CDC: Rates of Suicide Vary by Age, Sex, Mechanism in Over 55s

From 2001 to 2021, largest percent increase in suicide rates occurred for men ages 55 to 64 years and women ages 65 to 74 years

By Elana Gotkine HealthDay Reporter

WEDNESDAY, Nov. 15, 2023 (HealthDay News) — For adults ages 55 years and older, the rates of suicide vary by age group, sex, and mechanism of suicide, according to a November data brief published by the U.S. Centers for Disease Control and Prevention National Center for Health Statistics.

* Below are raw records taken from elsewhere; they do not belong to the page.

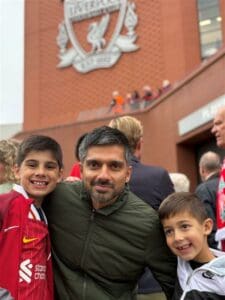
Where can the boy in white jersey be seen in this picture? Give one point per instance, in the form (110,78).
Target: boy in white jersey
(200,270)
(25,260)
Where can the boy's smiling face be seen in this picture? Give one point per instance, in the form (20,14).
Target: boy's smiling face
(187,237)
(38,174)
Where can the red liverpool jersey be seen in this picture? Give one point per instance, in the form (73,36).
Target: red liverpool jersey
(25,260)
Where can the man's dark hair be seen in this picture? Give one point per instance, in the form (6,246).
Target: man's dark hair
(104,136)
(180,203)
(39,143)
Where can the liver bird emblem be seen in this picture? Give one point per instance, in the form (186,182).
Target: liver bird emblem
(96,32)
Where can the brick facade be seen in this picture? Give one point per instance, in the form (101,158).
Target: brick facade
(169,48)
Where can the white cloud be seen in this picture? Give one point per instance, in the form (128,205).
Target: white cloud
(11,61)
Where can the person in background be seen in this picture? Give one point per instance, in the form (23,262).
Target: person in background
(209,170)
(148,95)
(200,270)
(105,235)
(75,171)
(151,184)
(8,152)
(25,260)
(180,181)
(117,103)
(135,100)
(218,130)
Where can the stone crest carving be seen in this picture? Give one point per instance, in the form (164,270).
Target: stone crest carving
(103,53)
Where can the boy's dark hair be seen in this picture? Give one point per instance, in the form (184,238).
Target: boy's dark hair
(104,136)
(182,202)
(39,143)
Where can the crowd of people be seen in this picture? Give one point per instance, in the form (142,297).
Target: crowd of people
(115,228)
(136,100)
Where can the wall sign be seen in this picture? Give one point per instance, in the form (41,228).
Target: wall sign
(102,54)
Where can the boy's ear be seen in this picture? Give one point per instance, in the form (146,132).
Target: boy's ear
(16,171)
(61,172)
(208,226)
(81,169)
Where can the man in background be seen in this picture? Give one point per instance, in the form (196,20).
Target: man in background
(219,131)
(209,170)
(151,184)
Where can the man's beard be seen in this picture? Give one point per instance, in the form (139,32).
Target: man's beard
(102,197)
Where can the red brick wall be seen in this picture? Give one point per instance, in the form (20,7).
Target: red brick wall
(162,144)
(169,48)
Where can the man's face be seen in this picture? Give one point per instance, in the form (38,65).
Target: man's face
(218,128)
(104,173)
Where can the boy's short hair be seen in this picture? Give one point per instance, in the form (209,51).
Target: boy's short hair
(104,136)
(77,146)
(39,143)
(131,127)
(183,202)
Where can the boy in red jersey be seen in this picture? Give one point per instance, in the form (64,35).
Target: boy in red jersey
(25,260)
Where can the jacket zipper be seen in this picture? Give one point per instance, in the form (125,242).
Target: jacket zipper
(91,226)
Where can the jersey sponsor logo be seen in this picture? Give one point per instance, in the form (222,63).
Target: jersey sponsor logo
(208,275)
(25,272)
(10,228)
(28,240)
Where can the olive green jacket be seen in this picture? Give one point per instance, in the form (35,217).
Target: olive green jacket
(100,255)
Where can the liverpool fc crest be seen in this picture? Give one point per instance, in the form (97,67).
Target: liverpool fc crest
(96,49)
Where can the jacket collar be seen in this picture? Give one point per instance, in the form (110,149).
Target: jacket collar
(110,209)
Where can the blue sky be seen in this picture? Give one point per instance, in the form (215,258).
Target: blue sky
(11,61)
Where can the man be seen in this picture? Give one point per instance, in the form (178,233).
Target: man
(103,236)
(209,170)
(219,131)
(151,184)
(181,182)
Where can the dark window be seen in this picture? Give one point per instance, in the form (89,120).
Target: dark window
(209,27)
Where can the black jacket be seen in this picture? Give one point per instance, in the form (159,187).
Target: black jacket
(151,184)
(207,192)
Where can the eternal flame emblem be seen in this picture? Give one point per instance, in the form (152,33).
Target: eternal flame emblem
(99,52)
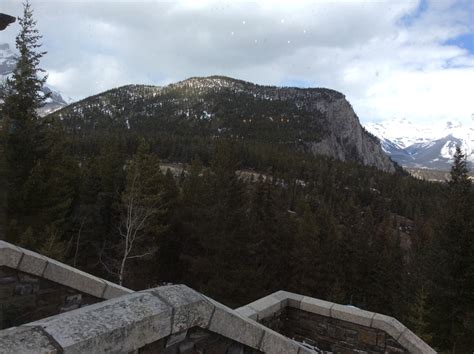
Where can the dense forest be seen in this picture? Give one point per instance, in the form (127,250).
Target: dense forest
(334,230)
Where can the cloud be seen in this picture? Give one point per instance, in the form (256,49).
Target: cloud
(390,58)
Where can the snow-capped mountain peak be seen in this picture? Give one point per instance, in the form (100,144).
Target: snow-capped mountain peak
(425,145)
(8,60)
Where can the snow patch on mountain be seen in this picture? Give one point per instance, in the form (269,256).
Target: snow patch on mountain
(425,145)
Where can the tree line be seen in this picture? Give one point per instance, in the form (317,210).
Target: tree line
(333,230)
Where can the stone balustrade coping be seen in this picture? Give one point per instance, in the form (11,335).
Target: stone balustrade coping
(38,265)
(273,303)
(132,321)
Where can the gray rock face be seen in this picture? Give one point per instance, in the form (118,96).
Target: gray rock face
(348,140)
(315,120)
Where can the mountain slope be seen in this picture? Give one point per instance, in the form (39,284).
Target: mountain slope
(317,121)
(424,146)
(7,64)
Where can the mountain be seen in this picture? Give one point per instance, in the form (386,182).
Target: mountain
(7,64)
(316,120)
(424,146)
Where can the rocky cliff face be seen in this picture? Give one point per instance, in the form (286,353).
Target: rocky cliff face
(320,121)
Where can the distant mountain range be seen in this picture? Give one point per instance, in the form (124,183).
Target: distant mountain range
(429,146)
(7,64)
(316,120)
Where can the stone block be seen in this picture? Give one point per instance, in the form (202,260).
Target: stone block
(411,342)
(319,307)
(33,263)
(191,309)
(247,311)
(231,325)
(292,299)
(26,340)
(74,278)
(266,307)
(10,255)
(114,290)
(388,324)
(122,324)
(352,314)
(176,338)
(275,343)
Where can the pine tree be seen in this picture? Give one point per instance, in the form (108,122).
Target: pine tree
(453,303)
(24,138)
(23,97)
(141,208)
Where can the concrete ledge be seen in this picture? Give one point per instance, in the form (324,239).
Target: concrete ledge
(389,325)
(38,265)
(10,255)
(264,307)
(130,322)
(319,307)
(74,278)
(231,325)
(26,340)
(290,299)
(276,343)
(113,290)
(267,306)
(120,325)
(190,309)
(247,312)
(33,263)
(352,314)
(414,344)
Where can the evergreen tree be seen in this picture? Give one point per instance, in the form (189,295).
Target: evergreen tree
(40,177)
(23,97)
(141,209)
(453,303)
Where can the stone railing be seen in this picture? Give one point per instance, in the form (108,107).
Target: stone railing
(64,310)
(169,319)
(333,327)
(35,264)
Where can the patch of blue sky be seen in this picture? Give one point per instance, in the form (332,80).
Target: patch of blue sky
(465,41)
(408,19)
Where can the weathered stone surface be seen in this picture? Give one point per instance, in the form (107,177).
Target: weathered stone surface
(119,325)
(414,344)
(388,324)
(316,306)
(10,255)
(352,314)
(176,338)
(266,306)
(247,311)
(190,308)
(25,340)
(114,290)
(231,325)
(33,263)
(74,278)
(292,299)
(277,344)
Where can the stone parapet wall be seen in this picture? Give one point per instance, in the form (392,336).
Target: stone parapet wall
(32,263)
(333,327)
(25,298)
(196,340)
(145,321)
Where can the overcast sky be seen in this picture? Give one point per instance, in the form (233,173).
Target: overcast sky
(400,58)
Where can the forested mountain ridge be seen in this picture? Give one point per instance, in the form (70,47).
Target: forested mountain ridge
(318,121)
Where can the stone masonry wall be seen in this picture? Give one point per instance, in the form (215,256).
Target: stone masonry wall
(25,298)
(330,334)
(196,340)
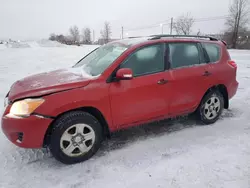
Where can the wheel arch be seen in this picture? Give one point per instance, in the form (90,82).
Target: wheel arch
(92,110)
(223,90)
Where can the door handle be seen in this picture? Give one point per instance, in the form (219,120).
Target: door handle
(206,73)
(162,81)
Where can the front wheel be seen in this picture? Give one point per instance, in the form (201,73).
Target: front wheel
(76,137)
(211,107)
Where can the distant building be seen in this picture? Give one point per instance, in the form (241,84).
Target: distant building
(103,41)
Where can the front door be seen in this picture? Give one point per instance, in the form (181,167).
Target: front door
(145,96)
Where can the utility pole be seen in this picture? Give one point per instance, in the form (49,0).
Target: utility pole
(171,26)
(122,32)
(93,36)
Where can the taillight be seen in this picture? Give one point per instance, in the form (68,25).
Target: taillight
(232,63)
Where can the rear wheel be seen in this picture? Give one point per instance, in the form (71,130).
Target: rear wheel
(211,107)
(76,137)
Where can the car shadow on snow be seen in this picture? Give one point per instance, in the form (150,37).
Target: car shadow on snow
(121,138)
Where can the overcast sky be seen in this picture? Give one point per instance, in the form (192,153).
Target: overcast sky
(35,19)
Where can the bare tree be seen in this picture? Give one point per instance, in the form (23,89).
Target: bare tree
(75,34)
(183,24)
(106,32)
(86,33)
(52,37)
(238,19)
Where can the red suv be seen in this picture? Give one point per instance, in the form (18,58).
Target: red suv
(121,84)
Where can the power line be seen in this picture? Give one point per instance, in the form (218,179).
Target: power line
(149,26)
(171,24)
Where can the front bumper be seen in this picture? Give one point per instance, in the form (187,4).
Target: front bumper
(26,132)
(232,89)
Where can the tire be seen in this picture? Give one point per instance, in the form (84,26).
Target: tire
(76,137)
(210,107)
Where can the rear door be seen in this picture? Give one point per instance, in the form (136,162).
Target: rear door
(215,68)
(187,67)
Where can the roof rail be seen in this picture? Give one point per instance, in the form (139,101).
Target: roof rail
(154,37)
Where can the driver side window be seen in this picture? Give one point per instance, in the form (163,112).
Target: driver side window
(147,60)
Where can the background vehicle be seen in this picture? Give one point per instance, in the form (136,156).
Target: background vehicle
(118,85)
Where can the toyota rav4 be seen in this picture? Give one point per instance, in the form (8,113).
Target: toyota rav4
(118,85)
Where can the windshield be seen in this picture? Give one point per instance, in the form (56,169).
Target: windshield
(97,61)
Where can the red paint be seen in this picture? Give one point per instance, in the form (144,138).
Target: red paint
(124,102)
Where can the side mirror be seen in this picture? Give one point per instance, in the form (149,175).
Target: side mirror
(124,74)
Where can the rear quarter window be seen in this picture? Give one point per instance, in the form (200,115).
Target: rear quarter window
(213,51)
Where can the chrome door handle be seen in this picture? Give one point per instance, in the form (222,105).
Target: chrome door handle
(162,81)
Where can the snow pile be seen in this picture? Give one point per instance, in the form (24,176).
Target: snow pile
(176,153)
(2,46)
(49,43)
(18,45)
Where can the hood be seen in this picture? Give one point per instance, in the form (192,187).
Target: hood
(48,82)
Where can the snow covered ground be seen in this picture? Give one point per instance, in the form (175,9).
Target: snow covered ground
(175,153)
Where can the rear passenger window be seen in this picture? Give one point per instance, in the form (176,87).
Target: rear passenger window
(183,54)
(213,51)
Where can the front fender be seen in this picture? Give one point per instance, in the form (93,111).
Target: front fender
(62,102)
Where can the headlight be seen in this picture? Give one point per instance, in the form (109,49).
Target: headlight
(25,107)
(6,101)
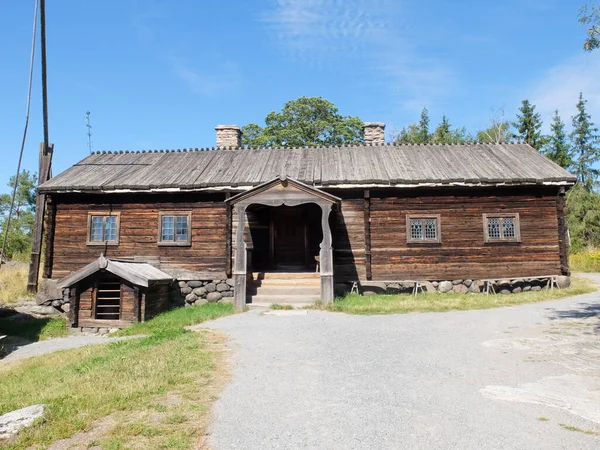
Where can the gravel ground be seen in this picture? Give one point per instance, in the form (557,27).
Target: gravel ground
(53,345)
(459,380)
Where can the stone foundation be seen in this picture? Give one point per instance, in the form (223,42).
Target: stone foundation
(199,292)
(502,286)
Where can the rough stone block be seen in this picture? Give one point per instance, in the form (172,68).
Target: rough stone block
(11,423)
(445,286)
(222,287)
(200,292)
(191,298)
(214,297)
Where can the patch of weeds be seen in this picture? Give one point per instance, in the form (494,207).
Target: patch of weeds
(577,429)
(277,306)
(175,419)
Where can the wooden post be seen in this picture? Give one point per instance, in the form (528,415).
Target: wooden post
(40,206)
(240,270)
(326,256)
(49,237)
(367,214)
(228,237)
(563,249)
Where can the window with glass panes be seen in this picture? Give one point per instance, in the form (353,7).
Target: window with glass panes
(174,228)
(423,228)
(501,228)
(103,228)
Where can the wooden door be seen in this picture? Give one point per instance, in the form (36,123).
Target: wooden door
(289,229)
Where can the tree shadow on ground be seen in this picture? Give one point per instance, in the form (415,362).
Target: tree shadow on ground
(20,329)
(581,311)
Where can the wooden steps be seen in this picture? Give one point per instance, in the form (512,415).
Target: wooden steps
(285,288)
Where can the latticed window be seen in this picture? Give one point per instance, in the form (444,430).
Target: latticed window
(503,228)
(103,229)
(423,229)
(174,229)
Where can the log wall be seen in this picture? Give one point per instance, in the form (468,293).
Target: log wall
(462,253)
(139,231)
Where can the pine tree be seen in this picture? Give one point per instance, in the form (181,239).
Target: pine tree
(528,125)
(557,146)
(584,142)
(424,135)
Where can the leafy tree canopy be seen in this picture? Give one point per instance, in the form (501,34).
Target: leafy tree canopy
(23,217)
(306,121)
(590,16)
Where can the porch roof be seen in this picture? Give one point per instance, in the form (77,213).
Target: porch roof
(139,274)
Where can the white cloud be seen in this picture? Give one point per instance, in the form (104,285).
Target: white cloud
(369,36)
(560,86)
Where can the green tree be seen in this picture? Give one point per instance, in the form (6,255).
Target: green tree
(23,216)
(584,142)
(529,125)
(498,132)
(305,121)
(590,15)
(557,146)
(444,134)
(583,217)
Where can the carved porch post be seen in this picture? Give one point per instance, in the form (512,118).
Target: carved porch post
(239,269)
(326,256)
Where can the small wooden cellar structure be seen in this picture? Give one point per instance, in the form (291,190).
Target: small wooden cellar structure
(114,294)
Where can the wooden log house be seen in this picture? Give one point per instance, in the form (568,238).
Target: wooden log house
(285,224)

Matthew F. Garnett, M.P.H., from the National Center for Health Statistics in Hyattsville, Maryland, and colleagues present suicide rates for adults age 55 years and older by sex and mechanism of suicide using data from the National Vital Statistics System.

The researchers found that among adults age 55 years and older, the highest rates of suicide in 2021 were among those age 85 years and older for men and 55 to 64 years for women (55.7 and 7.8 deaths, respectively, per 100,000 population). Between 2001 and 2021, the largest percentage increase in suicide rates occurred among men age 55 to 64 years and women age 65 to 74 years. For individuals aged 55 years and older, in 2021, the leading mechanism of suicide was firearm-related suicide across age groups among men; and rates of firearm-related and poisoning-related suicide were similar among women across age groups.

“Among adults age 55 and older, the suicide rate for men generally increased with age, while the suicide rate for women decreased with age,” the authors write.